Como buen alquimista del siglo XVII, Hennig Brandt estaba en busca de la llamada ‘piedra filosofal’, cuando se topó con el fósforo. En 1669, este alquimista alemán quería saber qué era lo que había en la orina de las personas, así que la juntó en grandes cantidades, la metió en enormes ollas y la hirvió hasta que espesó.
Luego añadió carbón triturado y volvió a calentar la mezcla, esta vez a muy altas temperaturas. El resultado fue un extraño líquido luminoso que ardía ferozmente cuando entraba en contacto con el aire, pero que se podía conservar en agua, donde mostraba un brillo más tenue.
El material fue llamado ‘fósforo’ —del griego phos, que significa luz, y forein, que significa extraño, desconocido (‘una luz que sorprende’). Todos los alquimistas y protoquímicos de Europa trataron en vano de copiar el procedimiento de Brandt para obtener el fósforo. Pero no lo lograron.

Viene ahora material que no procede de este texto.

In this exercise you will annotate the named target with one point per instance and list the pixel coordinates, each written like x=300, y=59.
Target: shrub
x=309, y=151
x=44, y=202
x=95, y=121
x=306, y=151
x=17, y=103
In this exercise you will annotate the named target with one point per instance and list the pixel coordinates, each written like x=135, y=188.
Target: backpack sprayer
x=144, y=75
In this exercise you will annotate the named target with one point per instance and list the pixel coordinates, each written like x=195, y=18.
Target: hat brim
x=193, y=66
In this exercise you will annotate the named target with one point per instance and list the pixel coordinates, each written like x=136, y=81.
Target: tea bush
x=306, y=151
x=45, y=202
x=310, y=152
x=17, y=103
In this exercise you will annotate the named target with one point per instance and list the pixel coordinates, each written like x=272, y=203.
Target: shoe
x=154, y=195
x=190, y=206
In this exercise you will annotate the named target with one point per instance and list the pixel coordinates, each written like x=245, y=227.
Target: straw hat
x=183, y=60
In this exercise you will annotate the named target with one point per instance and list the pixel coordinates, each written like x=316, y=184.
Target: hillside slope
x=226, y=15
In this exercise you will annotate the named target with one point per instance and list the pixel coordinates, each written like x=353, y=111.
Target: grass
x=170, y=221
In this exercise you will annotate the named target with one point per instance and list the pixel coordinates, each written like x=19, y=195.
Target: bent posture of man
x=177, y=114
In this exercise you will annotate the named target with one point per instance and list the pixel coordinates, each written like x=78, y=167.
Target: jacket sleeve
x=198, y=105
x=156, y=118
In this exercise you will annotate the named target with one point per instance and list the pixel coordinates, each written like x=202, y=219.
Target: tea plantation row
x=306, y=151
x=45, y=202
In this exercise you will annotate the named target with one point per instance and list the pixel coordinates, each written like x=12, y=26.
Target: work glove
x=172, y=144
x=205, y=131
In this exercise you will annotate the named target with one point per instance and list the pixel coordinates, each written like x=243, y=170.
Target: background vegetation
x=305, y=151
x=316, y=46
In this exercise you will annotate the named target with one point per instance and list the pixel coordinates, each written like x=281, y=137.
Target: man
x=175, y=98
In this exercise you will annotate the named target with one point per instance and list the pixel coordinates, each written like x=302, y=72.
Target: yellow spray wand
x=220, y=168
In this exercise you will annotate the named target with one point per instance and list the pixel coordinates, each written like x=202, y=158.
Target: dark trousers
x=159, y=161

De hecho, fue el propio Brandt quien finalmente, en un momento de descuido cuando alardeaba de sus conocimientos en un bar de Londres, al calor de las copas, reveló el secreto, que se esparció rápidamente entre sus colegas y competidores. Esta fue, en términos simples, la receta que Brandt divulgó a sus oyentes: “hierva una buena cantidad de orina fresca de tomadores de cerveza hasta que tenga la consistencia de la miel...”. Esas eran las instrucciones para hacer el fósforo en el siglo XVII.
UN ELEMENTO INDISPENSABLE
El hecho de que en aquellos tiempos el fósforo fuera tan inflamable, lo convertía en un instrumento apropiado e indispensable para encender el fuego en las estufas y prender las veladoras. Y, cuando en el siglo XIX, dos empresarios británicos —el químico Arthur Albright y el comerciante John Edward Wilson— desarrollaron un proceso para extraer fósforo de huesos de animales, no fue difícil incorporarlo a la vida cotidiana de la gente. “Los cerillos (como los
llamamos en México), no suenan como una industria clave, pero en esa época no podías calentar la comida ni el agua, ni prender una veladora ni una lámpara de kerosene sin cerillos.
“Por eso cuando se inventaron los cerillos, los había en todas partes, de hecho se vendían en todas las esquinas de ciudades y pueblos”, cuenta Louise Raw, historiadora social y autora de ‘Striking a
light’ (La huelga de la luz).
El problema era que los cerillos del siglo XIX contenían una pequeña cantidad de fósforo blanco. Y fue eso lo que encendió una ahora legendaria disputa industrial protagonizada por las empleadas de una fábrica de cerillos londinense.
Y lo más importante, esa disputa llevó a una huelga de mujeres que sentó las bases del movimiento sindical a nivel global.